1. Introduction

ryptography is the branch of computer science that deals with security. It supports operations such as encryption and decryption. The cryptography is implemented in the form of hash functions, symmetric key algorithms, and public key algorithms. The symmetric and public key algorithms are used for encryption and decryption while hash functions are one way functions as they don't allow the retrieval of processed data. As MD5 and SHA are the two mostly used algorithms in the industry, this paper focuses on secure hash algorithms. MD5 can avoid collision attacks [1] with computational feasibility while SHA -1 attacks also computationally expensive [2]. As SHA-1 is not fully secure, the SHA -2 was introduced [3]. At hardware level in order to improve the performance, GPPs (General Purpose Processors) are used. SHA improvement has been done [10], [11]. This paper introduces the implementation of SHA algorithm at hardware level using techniques described here. They are pipeline techniques [5], [18]; embedded memories used to store constant values [8]; improved addition and balanced delays [4], [12]; unrolling techniques [5], [9], [10], [12]; balanced carry save address and parallel counters [4], [5], [7].

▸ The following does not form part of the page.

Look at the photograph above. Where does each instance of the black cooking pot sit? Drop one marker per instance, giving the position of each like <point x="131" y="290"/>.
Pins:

This paper proposes two architectures that can be used with hardware. This is meant for achieving high throughput. The results of implementation of SHA-1and SHA-2 algorithms at hardware level provide more speed when compared with software implementations.

2. II.

3. Hash Functions

Since from its inception in 1993, the hash algorithms are improved further to have SHA, SHA-1 and SHA-2. The original SHA was revised in 1995 [15] and named as SHA-1 while SHA-2 WAS INTRODUCED IN 2001 which makes use of DM thus making it more robust to security attacks. SHA functions are available with 128, 256 and 512 bits. From the given input message SHA-1 can produce 160 bit message digest as output. Final DM of 256 bits is the output of SHA 256. The computation of SHA 512 is identical to that of SHA 256. The difference is in the size of operands that means it uses 64 bits instead of 32 bits. Moreover the DM of this algorithm has 512 bits the logical function used are also different [15]. Fig. 1 and Fig. 2 show the round calculations of SHA-1 and SHA-2. SHA-1 needs 80 rounds while SHA 256 uses 64 rounds. Each round of SHA-1 requires value from previous round. As rounds are data dependent, it is essential that rounds are carried out sequentially. By unrolling each round computations [10] attempts to speed it up. Another approach increases throughput as it makes use of pipelined structure [11]. As described in [13], high throughput is achieved in SHA-1. Operations rescheduling with respect to this paper has operations rescheduling, hash value initialization, and improved Hash Value Function. The whole computation of SHA-1 is in the A as the rest do not need any computation. The required values are provided by previous round values of various A to D. By adding zero to initialization vector, the internal hash value of first data block can be initialized. Later on this value is loaded into internal registers through multiplexer. In this case instead of the value to the register, it is set to zero as described in [6]. Improving hash value addition is done after all the rounds have been computed for a given data block.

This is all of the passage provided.